Il nous reste à nous interroger sur ce qui constitue le signe dans le sacrement de mariage. C’est là un vieux sujet de querelle parmi les théologiens [1]. Jean-Paul II ne rentre pas dans ces débats et ne prétend donc pas les dirimer. Seulement, il apporte sa solution personnelle, originale, se fondant sur les acquis de la théologie du corps dont on sait qu’elle fait justement la part belle à la notion de signe.

Or, dans le mariage, double est le signe visible qui indique (et cause, car le sacrement est signe efficace, comme nous l’avons vu) le mystère invisible de Dieu et de sa grâce : l’échange des consentements et le langage des corps.

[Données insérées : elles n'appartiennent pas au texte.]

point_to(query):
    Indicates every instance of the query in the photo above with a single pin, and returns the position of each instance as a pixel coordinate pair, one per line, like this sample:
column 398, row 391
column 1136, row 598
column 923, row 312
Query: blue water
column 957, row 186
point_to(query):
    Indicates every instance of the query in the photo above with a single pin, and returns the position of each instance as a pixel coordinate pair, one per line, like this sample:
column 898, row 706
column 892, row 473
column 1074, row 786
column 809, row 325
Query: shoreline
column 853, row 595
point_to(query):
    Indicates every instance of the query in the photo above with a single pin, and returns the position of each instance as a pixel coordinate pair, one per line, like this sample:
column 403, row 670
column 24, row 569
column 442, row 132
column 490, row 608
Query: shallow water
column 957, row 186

1) Point de départ (103, 1 ; p. 495)

Alors que Jean-Paul II a exploré la grâce qui est signifiée dans le sacrement de mariage à partir des Écritures, il déterminera ce qu’est le signe à partir des paroles mêmes de la liturgie, ce qui constitue le cœur (la forme, dit-on en théologie sacramentelle) du sacrement, à savoir l’échange des consentements. En voici les paroles :

– Celles de l’échange même des consentements : « Moi…, je te prends, toi… pour mon épouse ; moi, je te prends, toi… pour mon époux ».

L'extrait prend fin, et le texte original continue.